Determining topographical radiation dose profiles using gel nanosensors
The routine measurement of radiation doses can be clinically challenging due to limitations with conventional dosimeters used to measure the dose uptake of external ionizing radiation. In a new study, Karthik Pushpavanam and an interdisciplinary team of researchers in the departments of Chemical Engineering, Molecular Sciences, Banner MD Anderson Cancer Center and Arizona Veterinary Oncology in the U.S. has described a novel gel-based nanosensor. The technology allows colorimetric detection and quantification of topographical radiation dose profiles during radiotherapy.
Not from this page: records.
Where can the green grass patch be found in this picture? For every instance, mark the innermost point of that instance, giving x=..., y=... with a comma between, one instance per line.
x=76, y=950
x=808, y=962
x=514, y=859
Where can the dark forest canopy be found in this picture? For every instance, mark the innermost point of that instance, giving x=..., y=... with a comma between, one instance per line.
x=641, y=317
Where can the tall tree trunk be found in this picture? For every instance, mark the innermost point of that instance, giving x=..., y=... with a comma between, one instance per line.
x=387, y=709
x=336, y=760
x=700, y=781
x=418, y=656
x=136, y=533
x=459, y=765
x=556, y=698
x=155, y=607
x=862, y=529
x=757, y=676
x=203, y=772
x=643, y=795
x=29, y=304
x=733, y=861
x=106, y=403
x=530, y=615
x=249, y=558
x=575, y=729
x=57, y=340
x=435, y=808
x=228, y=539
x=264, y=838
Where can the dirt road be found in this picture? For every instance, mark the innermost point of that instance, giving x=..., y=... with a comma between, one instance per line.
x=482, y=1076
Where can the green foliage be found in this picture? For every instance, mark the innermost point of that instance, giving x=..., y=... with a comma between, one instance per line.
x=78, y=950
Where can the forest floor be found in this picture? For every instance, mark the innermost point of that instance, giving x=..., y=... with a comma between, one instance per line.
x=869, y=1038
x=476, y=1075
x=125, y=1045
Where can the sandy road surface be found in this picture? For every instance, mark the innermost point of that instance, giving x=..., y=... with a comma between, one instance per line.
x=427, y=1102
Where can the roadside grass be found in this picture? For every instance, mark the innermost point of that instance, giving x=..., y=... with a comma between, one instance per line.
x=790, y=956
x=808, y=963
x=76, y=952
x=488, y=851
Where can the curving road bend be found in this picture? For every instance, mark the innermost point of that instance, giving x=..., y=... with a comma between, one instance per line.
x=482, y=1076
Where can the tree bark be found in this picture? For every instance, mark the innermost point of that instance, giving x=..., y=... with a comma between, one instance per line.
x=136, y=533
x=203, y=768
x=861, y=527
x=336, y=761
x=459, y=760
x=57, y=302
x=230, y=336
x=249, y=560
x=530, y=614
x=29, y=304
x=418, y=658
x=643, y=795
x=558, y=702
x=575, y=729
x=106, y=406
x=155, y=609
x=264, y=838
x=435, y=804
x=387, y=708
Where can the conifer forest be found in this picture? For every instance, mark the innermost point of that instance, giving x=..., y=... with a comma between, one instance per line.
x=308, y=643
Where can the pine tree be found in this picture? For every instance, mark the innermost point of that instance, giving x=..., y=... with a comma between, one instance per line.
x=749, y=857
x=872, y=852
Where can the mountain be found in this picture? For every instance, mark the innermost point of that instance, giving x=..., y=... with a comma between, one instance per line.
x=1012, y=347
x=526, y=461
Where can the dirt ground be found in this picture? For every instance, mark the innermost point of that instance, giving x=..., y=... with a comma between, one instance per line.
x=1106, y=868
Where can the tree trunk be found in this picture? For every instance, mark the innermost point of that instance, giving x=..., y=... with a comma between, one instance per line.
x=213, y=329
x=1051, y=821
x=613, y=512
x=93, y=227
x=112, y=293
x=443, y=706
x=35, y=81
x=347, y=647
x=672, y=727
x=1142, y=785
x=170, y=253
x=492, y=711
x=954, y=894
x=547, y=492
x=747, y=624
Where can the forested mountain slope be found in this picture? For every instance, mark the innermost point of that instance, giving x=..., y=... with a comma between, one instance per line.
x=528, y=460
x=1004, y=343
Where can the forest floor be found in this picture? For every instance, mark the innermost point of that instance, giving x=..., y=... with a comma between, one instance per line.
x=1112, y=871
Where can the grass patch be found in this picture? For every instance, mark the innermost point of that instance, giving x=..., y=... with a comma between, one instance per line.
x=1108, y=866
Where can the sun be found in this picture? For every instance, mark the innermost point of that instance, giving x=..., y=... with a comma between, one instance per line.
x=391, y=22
Upon exposure to ionizing radiation, the scientists converted gold ions in the gel in to gold nanoparticles (AuNPs) accompanied with a visual change in gel color due to plasmonic properties. They used the intensity of color formed in the gel as a quantitative reporter for ionizing radiation and first used the gel nanosensor to detect complex topographical dose patterns after administration to anthropomorphic phantom models followed by applications with live canine patients undergoing clinical radiotherapy. The ease of fabrication, operation, rapid readout, colorimetric detection and relatively low cost of the technology implied translational potential for topographical dose mapping during clinical radiotherapy applications. The research work is now published on Science Advances.
Advances in radiation therapy have led to notable sophistication and state-of-the-art planning software to deliver high conformal radiation doses to patients for improved quality of life after treatment. During radiotherapy, a high dose is typically delivered to a target tumor while minimizing the radiation dose delivered to surrounding tissue. During palliative care patients are administered with larger fractional doses in order to conclude treatment within a short time frame. However, software errors during such procedures can lead to overdosing and subsequent morbidity.
To minimize accidental overexposure, researchers seek to independently verify the dose of radiation delivered at or near the target tissue for advanced patient safety. Technically, both molecular and nanosensors can overcome limits present in conventional systems to form practical alternatives as facile sensors. However, their existing limits should be addressed and alleviated to develop robust and effective sensors that quantitatively and qualitatively determine the topographical dose profiles during clinical radiotherapy.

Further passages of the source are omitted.